Strengths and limitations
This systematic review has identified the lack of sufficient research in care models and early labor. It followed a rigorous approach guided by the Cochrane handbook for systematic reviews and interventions26. A sensitive search strategy was performed to find all relevant articles on the subject. Yet, a weakness of this review is the low number of initial studies of which only one study focused on labor augmentation. The quality of the included studies was in general good, with a low risk of bias, except for one study31 which was found to have some concerns due to the unavailability of a study protocol. However, this protocol was translated by Sandall et al.20 who assessed a high risk of bias in the domain ‘reporting of results’. Due to this, the study by Gu et al.31 shows a deficit of quality.

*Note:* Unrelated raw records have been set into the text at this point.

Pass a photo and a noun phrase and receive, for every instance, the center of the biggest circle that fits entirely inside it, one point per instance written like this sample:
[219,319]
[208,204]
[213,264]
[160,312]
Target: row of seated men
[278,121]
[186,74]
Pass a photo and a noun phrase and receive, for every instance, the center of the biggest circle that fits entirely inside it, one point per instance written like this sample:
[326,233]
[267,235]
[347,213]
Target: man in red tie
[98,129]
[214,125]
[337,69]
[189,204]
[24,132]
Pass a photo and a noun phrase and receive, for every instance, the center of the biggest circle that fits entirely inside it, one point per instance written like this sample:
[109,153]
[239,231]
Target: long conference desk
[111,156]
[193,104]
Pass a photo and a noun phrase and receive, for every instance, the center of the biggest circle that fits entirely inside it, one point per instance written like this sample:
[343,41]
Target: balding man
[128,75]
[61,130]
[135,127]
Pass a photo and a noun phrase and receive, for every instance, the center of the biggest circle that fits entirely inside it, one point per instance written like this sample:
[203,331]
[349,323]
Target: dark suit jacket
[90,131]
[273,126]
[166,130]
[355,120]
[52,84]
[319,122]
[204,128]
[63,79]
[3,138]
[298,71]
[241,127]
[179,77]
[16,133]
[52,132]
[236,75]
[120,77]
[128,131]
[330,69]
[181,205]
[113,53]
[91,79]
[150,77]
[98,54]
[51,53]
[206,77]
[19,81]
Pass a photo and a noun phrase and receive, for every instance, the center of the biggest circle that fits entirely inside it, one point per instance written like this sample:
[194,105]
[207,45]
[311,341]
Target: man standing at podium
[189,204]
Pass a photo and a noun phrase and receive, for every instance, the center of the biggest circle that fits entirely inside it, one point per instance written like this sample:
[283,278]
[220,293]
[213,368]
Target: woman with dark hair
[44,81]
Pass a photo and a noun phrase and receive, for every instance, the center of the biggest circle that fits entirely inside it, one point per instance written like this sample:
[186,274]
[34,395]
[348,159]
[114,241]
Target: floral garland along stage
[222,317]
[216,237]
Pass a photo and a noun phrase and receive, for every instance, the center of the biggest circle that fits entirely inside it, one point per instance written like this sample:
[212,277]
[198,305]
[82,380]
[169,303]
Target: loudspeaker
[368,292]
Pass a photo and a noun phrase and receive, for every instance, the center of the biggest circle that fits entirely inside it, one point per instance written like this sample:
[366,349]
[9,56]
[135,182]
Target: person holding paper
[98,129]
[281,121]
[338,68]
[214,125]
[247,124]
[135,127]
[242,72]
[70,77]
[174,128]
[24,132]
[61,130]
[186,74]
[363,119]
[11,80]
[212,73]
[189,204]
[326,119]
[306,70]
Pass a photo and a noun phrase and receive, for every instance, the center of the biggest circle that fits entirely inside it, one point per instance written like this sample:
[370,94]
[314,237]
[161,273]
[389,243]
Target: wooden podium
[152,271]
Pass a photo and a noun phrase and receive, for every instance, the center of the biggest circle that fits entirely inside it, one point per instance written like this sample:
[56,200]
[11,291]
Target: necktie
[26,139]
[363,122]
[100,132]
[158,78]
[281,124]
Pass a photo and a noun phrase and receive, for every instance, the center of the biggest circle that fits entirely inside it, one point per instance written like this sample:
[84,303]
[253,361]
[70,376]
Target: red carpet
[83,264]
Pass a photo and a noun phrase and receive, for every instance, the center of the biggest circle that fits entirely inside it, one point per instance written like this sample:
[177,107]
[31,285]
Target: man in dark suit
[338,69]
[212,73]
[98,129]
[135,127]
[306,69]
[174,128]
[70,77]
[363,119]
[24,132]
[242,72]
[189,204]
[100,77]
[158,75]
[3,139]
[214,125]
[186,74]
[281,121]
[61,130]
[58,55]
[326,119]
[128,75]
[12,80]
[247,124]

The studies showed a large degree of heterogeneity, including in the definition of midwife-led care, the extent to which midwives act in the leading role, and whether care is provided within a continuum. Therefore, it is recommended to work on a general definition of midwife-led care and obstetrician-led care. Heterogeneity was also seen in the various approaches to measuring birth outcomes. For example, de Jonge et al.30 analyzed vacuum or forceps delivery as overall operative delivery. In contrast, Gu et al.31 described vaginal operative births as spontaneous delivery. Due to the high heterogeneity in intervention description and outcome measures and the modest number of studies included, it was deemed unreasonable to perform a meta-analysis. Therefore, results were only analyzed descriptively. Additionally, potential publication bias should be considered, as relevant unpublished studies may have not been included.
CONCLUSIONS
There is a lack of knowledge about the contribution of midwifery care during early labor and its impact on early labor interventions and subsequent birth outcomes. More attention should be given to early labor care in order to improve outcomes for laboring women and their partners. Recognizing the potential benefits of midwife-led care during this phase could lead to initiatives aimed at promoting such care across various settings. Further research is essential to define different care models and their contribution to early labor.